Chief Justice of South Carolina
- In office January 14, 1931 – October 8, 1934
- Preceded by: Richard C. Watts
- Succeeded by: John G. Stabler

Associate Justice of South Carolina
- In office January 14, 1926 – January 14, 1931
- Preceded by: John Hardin Marion
- Succeeded by: Milledge Lipscomb Bonham

Personal details
- Born: January 27, 1877
- Died: December 27, 1963 (aged 86) Newberry, South Carolina
- Spouse: Urbana Neel
- Education: Newberry College

= Eugene Satterwhite Blease =

American judge (1877–1963)

Eugene Satterwhite Blease (1877-1963) was the chief justice of the South Carolina Supreme Court from 1931 to 1934.

Blease graduated from Newberry College in Newberry, South Carolina and then worked as a teacher. He is the brother of Cole Blease, who became governor of South Carolina and later a senator. In 1899, Eugene Blease was admitted to the South Carolina bar. He practiced law in Saluda and was a member of the South Carolina House of Representatives from Saluda County in 1901 and 1902. He was Saluda County's state senator in 1905 and 1906.

In September 1905, Blease shot and killed his brother-in-law, Joe Ben Coleman, after accusing Coleman of having an affair with his wife. He was acquitted on self defense grounds on April 11, 1906.

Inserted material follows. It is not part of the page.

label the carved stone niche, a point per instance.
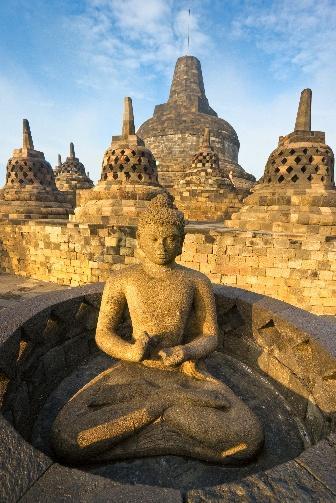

After moving to Newberry, he was the mayor of Newberry in 1920 and 1921 and then served in the House from 1922 until 1924. In 1926 he was elected as an associate justice of the South Carolina Supreme Court and was elevated to Chief Justice in 1931. Because of his health, he issued a letter of resignation on March 28, 1934, as effective October 8, 1934. In 1942, he returned to politics but lost in a close election for the United States Senate to Burnet R. Maybank. He is buried at the Rosemont Cemetery in Newberry, South Carolina.